The static on the radio switches to the music in the opening sequence and Jo beckons her closer. Vic gets to her ear and Jo whispers, “Charlie Manx”, leaving a look of shock on our young heroine’s face.
A Possible Solution
She asks if Maggie came to see her, then if she is a strong creative. While Jo doesn’t speak anymore, she squeezes Vic’s hand for answers, and when she asks her about Christmasland, seems equally horrified. A nurse bringing medication stops the conversation. Much to Vic’s surprise, they have medication for her. Lorazepam and Imitrex, one to relax her and one for her headaches.
She doesn’t want to take it, but the nurse says failure to comply will extend her stay at the hospital.
It is Jo who will not take her medication now, and the nurse leaves the pills on the table to go find another way to give them to her. Vic rushes to throw them down the sink, but when she comes back tells the nurse that Jo took them. The nurse tells her that Jo is a paranoid schizophrenic and that without her medication, they would know soon.

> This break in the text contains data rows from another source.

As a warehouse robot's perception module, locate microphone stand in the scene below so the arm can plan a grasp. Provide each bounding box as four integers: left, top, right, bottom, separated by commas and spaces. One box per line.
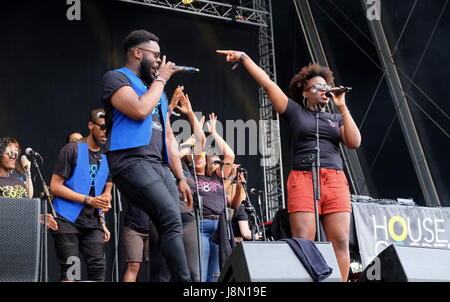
220, 162, 234, 240
32, 155, 57, 282
190, 152, 203, 282
242, 177, 266, 241
113, 184, 122, 282
311, 107, 322, 242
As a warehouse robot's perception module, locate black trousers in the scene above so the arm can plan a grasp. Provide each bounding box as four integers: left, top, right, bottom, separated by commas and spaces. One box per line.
113, 160, 191, 282
52, 226, 106, 281
149, 213, 200, 282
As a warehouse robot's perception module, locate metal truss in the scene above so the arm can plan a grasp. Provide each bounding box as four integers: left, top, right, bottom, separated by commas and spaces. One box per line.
254, 0, 285, 221
119, 0, 269, 27
118, 0, 285, 222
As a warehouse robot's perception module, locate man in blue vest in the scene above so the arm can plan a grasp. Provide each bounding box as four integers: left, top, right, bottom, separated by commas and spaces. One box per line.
101, 30, 192, 281
50, 109, 112, 281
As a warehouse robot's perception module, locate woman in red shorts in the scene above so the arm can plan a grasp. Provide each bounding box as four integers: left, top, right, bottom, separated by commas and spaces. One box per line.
217, 50, 361, 281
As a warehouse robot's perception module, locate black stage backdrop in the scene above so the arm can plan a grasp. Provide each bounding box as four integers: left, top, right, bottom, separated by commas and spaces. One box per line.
272, 0, 450, 206
0, 0, 263, 281
0, 0, 450, 280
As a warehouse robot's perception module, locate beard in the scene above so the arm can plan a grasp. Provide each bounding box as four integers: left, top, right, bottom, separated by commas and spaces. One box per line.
139, 57, 153, 85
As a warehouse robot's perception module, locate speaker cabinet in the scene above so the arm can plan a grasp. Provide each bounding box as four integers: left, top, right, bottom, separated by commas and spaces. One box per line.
219, 241, 341, 282
0, 198, 41, 282
358, 244, 450, 282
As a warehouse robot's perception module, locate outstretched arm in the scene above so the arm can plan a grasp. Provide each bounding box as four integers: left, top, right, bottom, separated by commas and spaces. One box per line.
207, 113, 235, 177
331, 90, 361, 149
174, 94, 206, 155
216, 50, 288, 114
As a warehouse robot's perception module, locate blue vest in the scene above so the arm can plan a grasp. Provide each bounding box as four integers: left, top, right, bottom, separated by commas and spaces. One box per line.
109, 67, 169, 163
53, 143, 109, 223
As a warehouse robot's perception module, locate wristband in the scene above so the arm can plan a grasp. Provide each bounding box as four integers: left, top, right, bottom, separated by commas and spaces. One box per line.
177, 176, 186, 184
154, 76, 167, 85
341, 110, 350, 117
231, 52, 245, 70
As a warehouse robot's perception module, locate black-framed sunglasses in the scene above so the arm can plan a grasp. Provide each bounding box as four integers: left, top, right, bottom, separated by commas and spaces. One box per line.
138, 47, 161, 59
6, 151, 19, 159
305, 84, 331, 93
91, 121, 106, 131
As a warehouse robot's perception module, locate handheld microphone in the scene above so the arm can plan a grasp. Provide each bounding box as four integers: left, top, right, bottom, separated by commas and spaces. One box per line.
25, 148, 41, 156
250, 188, 263, 195
237, 167, 247, 173
20, 155, 30, 171
325, 87, 352, 98
173, 65, 200, 72
95, 112, 105, 119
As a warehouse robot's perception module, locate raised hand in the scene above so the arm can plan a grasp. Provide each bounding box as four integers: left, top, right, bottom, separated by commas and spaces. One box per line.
175, 94, 193, 114
206, 113, 217, 134
330, 86, 345, 110
216, 50, 245, 63
158, 55, 181, 82
169, 85, 184, 111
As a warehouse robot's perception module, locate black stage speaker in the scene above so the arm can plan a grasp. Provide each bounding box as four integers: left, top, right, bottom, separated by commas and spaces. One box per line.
0, 198, 41, 282
358, 244, 450, 282
219, 241, 341, 282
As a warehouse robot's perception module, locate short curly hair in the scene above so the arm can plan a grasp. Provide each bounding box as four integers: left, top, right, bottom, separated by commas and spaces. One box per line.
289, 63, 334, 104
0, 137, 20, 156
123, 29, 159, 52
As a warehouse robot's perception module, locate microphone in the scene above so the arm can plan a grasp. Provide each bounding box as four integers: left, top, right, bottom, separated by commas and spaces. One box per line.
20, 155, 30, 170
250, 188, 263, 195
25, 148, 41, 156
173, 65, 200, 72
325, 87, 352, 98
237, 167, 247, 173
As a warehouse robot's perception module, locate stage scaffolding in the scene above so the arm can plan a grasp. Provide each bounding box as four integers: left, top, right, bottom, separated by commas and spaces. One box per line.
118, 0, 285, 222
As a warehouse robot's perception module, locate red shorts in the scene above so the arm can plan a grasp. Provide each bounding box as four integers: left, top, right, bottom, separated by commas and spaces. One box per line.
287, 168, 352, 215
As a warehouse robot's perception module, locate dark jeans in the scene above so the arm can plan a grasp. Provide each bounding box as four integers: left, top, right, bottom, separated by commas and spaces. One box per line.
52, 228, 106, 281
113, 160, 191, 282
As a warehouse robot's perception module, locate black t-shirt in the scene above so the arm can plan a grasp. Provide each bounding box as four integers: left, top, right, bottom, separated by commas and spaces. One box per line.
282, 99, 343, 170
122, 195, 150, 233
53, 138, 111, 228
231, 204, 248, 237
197, 173, 225, 215
101, 70, 166, 176
0, 175, 28, 198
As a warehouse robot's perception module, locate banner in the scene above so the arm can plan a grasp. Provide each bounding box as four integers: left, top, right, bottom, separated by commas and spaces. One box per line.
352, 202, 450, 268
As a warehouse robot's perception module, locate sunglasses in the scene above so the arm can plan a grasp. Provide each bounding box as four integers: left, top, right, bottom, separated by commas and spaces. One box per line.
6, 151, 19, 159
305, 84, 331, 93
138, 47, 161, 59
91, 121, 106, 131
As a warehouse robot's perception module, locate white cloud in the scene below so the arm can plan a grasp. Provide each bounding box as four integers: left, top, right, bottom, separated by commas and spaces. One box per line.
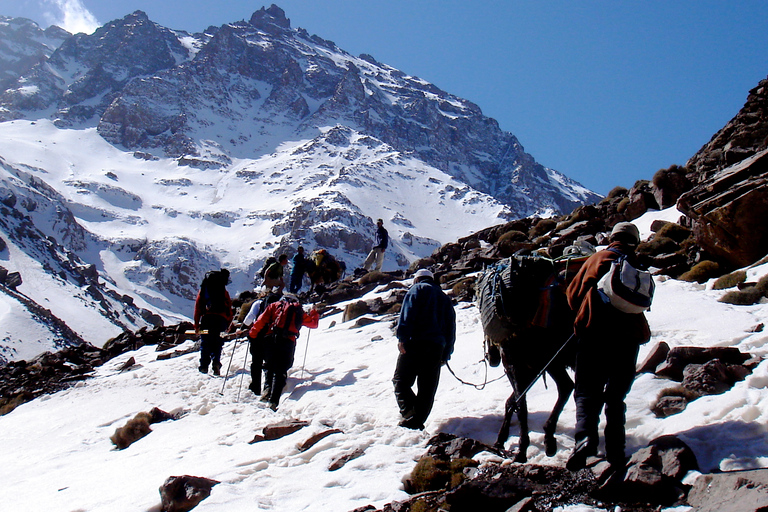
44, 0, 101, 34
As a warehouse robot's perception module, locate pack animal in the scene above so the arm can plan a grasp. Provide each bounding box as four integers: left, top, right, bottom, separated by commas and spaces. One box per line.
306, 249, 346, 293
477, 256, 586, 462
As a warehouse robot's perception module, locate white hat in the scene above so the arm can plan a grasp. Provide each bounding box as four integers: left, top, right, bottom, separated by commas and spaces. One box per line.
413, 268, 435, 279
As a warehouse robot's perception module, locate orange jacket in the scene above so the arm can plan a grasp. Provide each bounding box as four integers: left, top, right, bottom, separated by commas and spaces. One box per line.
248, 300, 320, 341
566, 242, 651, 343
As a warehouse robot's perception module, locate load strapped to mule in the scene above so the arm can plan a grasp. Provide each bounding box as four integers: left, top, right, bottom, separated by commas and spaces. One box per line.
476, 245, 594, 352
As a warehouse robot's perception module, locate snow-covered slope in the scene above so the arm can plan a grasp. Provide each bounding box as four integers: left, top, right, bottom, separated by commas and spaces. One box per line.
0, 214, 768, 512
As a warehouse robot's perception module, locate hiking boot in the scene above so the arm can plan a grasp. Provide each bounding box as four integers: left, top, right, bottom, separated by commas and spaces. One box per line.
565, 439, 597, 471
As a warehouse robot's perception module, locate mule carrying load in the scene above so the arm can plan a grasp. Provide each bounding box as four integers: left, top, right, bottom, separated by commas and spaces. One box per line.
476, 244, 594, 462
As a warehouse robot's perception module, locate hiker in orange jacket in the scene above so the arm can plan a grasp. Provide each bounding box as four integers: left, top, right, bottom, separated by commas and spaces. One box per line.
566, 222, 651, 471
248, 293, 320, 411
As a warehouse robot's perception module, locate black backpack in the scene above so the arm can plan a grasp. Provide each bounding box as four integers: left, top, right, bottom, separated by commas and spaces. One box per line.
200, 269, 229, 313
259, 256, 277, 279
272, 300, 304, 338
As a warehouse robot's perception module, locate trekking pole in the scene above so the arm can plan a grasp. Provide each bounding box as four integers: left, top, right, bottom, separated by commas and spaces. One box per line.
219, 338, 237, 396
511, 333, 576, 412
300, 331, 312, 379
236, 345, 250, 402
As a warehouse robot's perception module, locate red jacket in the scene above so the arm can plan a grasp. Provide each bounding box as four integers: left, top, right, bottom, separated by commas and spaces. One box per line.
248, 300, 320, 341
195, 290, 234, 328
566, 242, 651, 343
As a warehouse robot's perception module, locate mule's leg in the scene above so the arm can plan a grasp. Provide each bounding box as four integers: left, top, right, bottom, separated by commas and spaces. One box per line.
544, 365, 573, 457
515, 392, 531, 462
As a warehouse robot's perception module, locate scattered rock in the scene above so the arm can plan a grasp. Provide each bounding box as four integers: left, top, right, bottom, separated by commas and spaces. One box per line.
328, 448, 365, 471
160, 475, 220, 512
688, 469, 768, 512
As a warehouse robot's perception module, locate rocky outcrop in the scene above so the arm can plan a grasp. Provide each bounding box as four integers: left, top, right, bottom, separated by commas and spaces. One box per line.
0, 16, 72, 91
160, 475, 220, 512
0, 11, 189, 125
678, 148, 768, 268
678, 75, 768, 268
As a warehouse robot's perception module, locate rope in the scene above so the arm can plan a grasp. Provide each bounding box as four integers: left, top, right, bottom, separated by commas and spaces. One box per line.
445, 359, 506, 390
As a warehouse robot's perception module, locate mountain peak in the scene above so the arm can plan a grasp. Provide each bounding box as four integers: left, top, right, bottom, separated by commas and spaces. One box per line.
250, 4, 291, 34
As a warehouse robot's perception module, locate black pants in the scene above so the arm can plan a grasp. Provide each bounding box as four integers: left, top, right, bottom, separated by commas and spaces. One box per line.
392, 342, 443, 425
248, 336, 265, 394
264, 336, 296, 405
200, 315, 227, 372
574, 335, 639, 464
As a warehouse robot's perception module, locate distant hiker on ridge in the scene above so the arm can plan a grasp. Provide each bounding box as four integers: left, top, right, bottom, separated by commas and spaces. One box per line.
194, 268, 233, 375
363, 219, 389, 272
264, 254, 288, 293
392, 269, 456, 430
248, 293, 320, 411
288, 246, 308, 293
566, 222, 651, 471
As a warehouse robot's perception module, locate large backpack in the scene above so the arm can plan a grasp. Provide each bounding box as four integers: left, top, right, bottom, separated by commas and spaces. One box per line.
477, 256, 554, 343
272, 300, 304, 338
597, 249, 656, 313
200, 269, 229, 313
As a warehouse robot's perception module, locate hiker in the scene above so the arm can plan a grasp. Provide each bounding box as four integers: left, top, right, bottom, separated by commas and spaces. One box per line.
236, 293, 280, 395
248, 293, 320, 411
288, 246, 308, 293
392, 269, 456, 430
566, 222, 651, 471
363, 219, 389, 272
194, 268, 233, 375
264, 254, 288, 293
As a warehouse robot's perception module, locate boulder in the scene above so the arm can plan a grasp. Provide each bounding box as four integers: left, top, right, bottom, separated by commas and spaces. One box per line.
677, 149, 768, 268
688, 469, 768, 512
160, 475, 219, 512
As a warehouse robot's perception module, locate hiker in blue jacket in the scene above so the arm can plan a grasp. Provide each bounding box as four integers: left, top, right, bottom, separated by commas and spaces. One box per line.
288, 246, 307, 293
392, 269, 456, 430
363, 219, 389, 271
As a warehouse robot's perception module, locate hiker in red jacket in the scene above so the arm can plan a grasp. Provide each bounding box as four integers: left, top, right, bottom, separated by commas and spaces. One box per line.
566, 222, 651, 471
248, 293, 320, 411
194, 269, 234, 375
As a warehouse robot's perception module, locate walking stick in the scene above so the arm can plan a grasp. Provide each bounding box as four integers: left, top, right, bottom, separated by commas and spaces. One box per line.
236, 342, 249, 402
300, 331, 312, 379
219, 338, 237, 396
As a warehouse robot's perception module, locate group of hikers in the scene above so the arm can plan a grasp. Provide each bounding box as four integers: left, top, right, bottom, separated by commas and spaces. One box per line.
194, 219, 650, 471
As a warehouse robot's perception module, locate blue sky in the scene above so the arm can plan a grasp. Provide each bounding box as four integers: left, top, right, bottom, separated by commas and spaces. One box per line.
0, 0, 768, 194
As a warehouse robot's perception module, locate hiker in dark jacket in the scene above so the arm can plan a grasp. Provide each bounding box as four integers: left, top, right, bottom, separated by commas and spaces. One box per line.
288, 246, 307, 293
194, 269, 234, 375
566, 222, 651, 471
363, 219, 389, 271
392, 269, 456, 430
248, 294, 320, 411
264, 254, 288, 293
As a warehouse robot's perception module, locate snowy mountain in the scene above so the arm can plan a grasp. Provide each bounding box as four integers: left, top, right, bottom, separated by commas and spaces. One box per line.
0, 6, 598, 359
0, 208, 768, 512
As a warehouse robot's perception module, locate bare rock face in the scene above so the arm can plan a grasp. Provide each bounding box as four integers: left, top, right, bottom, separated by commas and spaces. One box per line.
678, 149, 768, 268
160, 475, 220, 512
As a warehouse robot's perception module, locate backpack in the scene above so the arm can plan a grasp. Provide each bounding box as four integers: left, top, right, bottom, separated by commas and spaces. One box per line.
597, 249, 656, 313
259, 256, 277, 279
200, 269, 229, 313
272, 300, 304, 338
476, 256, 554, 343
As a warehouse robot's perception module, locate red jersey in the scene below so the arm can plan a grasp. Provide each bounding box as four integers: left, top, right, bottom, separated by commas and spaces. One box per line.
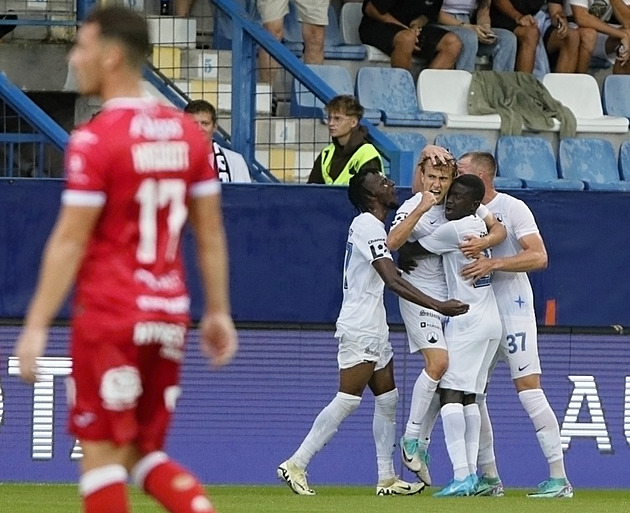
62, 98, 220, 327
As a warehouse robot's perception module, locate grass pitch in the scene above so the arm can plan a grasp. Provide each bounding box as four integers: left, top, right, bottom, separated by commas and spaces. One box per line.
0, 483, 630, 513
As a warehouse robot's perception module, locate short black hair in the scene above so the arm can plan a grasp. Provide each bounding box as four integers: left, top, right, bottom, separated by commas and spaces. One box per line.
451, 175, 486, 203
184, 100, 217, 125
85, 6, 151, 69
348, 168, 381, 212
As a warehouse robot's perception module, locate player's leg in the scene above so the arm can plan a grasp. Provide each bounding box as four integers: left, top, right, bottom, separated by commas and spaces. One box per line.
79, 440, 131, 513
504, 319, 573, 497
368, 354, 425, 495
277, 337, 382, 495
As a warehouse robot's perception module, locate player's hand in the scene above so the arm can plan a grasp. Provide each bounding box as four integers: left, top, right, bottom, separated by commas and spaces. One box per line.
459, 235, 488, 258
462, 255, 496, 283
200, 313, 238, 367
15, 326, 48, 383
398, 246, 420, 274
438, 299, 470, 317
420, 144, 455, 165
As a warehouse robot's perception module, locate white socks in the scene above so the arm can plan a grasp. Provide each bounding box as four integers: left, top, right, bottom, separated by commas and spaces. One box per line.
441, 403, 468, 481
518, 388, 566, 478
290, 392, 361, 469
372, 388, 398, 483
405, 369, 439, 438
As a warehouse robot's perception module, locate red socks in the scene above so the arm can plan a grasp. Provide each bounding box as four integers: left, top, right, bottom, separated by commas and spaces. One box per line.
79, 465, 131, 513
133, 452, 215, 513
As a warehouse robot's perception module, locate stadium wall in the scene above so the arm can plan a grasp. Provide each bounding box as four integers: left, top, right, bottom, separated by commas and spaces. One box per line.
0, 179, 630, 329
0, 326, 630, 486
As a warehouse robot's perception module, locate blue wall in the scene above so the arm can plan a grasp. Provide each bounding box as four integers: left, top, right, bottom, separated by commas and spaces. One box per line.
0, 179, 630, 327
0, 326, 630, 486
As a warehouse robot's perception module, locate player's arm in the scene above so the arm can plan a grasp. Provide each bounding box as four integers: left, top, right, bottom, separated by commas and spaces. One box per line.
462, 233, 547, 283
15, 205, 101, 383
190, 194, 238, 366
459, 212, 507, 258
372, 258, 468, 317
387, 193, 436, 251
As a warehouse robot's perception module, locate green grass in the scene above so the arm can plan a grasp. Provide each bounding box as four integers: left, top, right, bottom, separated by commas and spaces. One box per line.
0, 483, 630, 513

Interesting… is she really mentally ill or is that just what others believe because of her powers? I’m willing to bet without the medication we see a Jo that is capable of more than just whispering and frail movement.
The Next Morning
Vic is back in the room with the doctor, and he tells her that Maggie pulled through the surgery and will make a full recovery, so she has nowhere to be or anyone to worry about. He then begins to ask her about art school and why it is so important to her after he shows her a picture she drew on his tablet of Charlie Manx.
This leads to a conversation about her parents and if it ever got violent in her home. She believes that art school is her ticket out of repeating their lives. She admits that her parents fought and that it got physical, though she blames both of them. The doctor tells her that victims of violence sometimes also victimize their own children.
Vic tells him that her father never hit her, and only hit her mother after a bender. The doctor asks her if she believes alcohol use excuses abuse. We see Vic uncomfortable after this question as if she never thought of it that way.
Later, Vic’s mother brings her some things and she asks where her father is. She tells her that only Tiffany was there, and Chris wasn’t around. Vic asks where he would be, and her mother suggests a bar. Vic asks if that is his excuse like the doctor said to her earlier. Her mother tells her she never needs one to come home.